Les rencontres animées de l’été (2/6) : Gilles Cuvelier, réalisateur de (Fool Time) Job

Posté par MpM, le 27 juillet 2018

A l'occasion de cette pause estivale, Ecran Noir part à la rencontre du cinéma d'animation. Six réalisatrices et réalisateurs de courts métrages parlent de leur travail, de leurs influences et du cinéma en général.


Pour ce deuxième épisode, nous avons posé nos questions à Gilles Cuvelier, réalisateur français révélé en 2005 avec Chahut, présenté au Festival d'Annecy, puis sélectionné à la Semaine de la Critique en 2010 avec son film Love patate, et que l'on retrouve régulièrement aux génériques des films de ses collègues du Studio Train-Train et de la société de Production Papy3D (qu'il a tous deux participé à créer).

Cette année, son dernier film en date (Fool Time) job était notamment en compétition à Clermont-Ferrand (à la fois en sélection nationale et internationale) et à Annecy.

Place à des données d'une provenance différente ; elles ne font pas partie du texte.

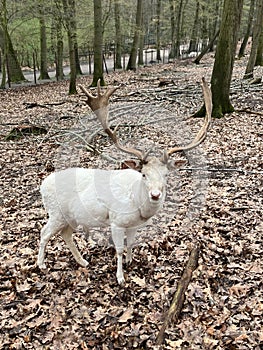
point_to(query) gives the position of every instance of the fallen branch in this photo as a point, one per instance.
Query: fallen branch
(226, 170)
(46, 105)
(178, 300)
(244, 110)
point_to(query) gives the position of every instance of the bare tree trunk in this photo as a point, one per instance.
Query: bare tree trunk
(206, 49)
(59, 51)
(225, 56)
(248, 32)
(224, 59)
(118, 46)
(193, 41)
(98, 43)
(158, 30)
(259, 58)
(69, 11)
(172, 19)
(178, 29)
(258, 25)
(135, 45)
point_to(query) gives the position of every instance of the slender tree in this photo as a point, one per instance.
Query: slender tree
(118, 46)
(158, 30)
(224, 59)
(11, 69)
(248, 31)
(257, 29)
(136, 39)
(193, 41)
(98, 43)
(43, 45)
(69, 15)
(259, 58)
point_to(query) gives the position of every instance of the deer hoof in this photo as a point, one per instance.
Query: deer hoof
(84, 263)
(121, 280)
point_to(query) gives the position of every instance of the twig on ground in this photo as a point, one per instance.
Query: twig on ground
(178, 300)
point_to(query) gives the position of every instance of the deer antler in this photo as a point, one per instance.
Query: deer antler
(201, 135)
(99, 105)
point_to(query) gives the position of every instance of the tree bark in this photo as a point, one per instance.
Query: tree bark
(135, 45)
(59, 51)
(193, 41)
(98, 43)
(224, 59)
(43, 46)
(259, 58)
(118, 44)
(257, 29)
(248, 31)
(69, 12)
(9, 65)
(158, 30)
(206, 49)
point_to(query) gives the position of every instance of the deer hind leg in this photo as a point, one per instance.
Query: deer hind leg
(130, 236)
(66, 234)
(47, 232)
(118, 240)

Cette fable clinique et noire raconte l'histoire d'un homme contraint d'accepter un travail ambigu et inquiétant pour nourrir sa famille. Sa mise en scène ultra précise et son sens aigu de l'ellipse permettent d'avancer implacablement vers un trouble de plus en plus palpable. L'épure du récit, le choix du noir et blanc et l'actualité brûlante du contexte social du film lui confèrent une dimension quasi prophétique qui n'en est que plus glaçante.

Ecran Noir : Votre film est ancré dans son époque, avec un fond social et politique extrêmement fort. Comment est-il né ?

Gilles Cuvelier : Le film devait au départ être une relecture des Chasses du comte Zaroff. Mais son origine première vient d'un dessin représentant celui qui allait devenir le personnage du film, en train de se déshabiller dans une forêt, face à un casier métallique. J'avais donc ce thème de la chasse à l'homme en tête. Puis le projet a été en pause plusieurs années car je travaille pour beaucoup de réalisateurs entre deux films personnels. Le jour où j'ai repris le scénario, j'ai en grande partie gommé cet aspect premier (la chasse à l'homme) pour y introduire cette observation du monde du travail et consolider le thème principal du film : la domination.

EN : Pouvez-vous nous dire quelques mots sur les choix esthétiques ? Comment se sont-ils faits ?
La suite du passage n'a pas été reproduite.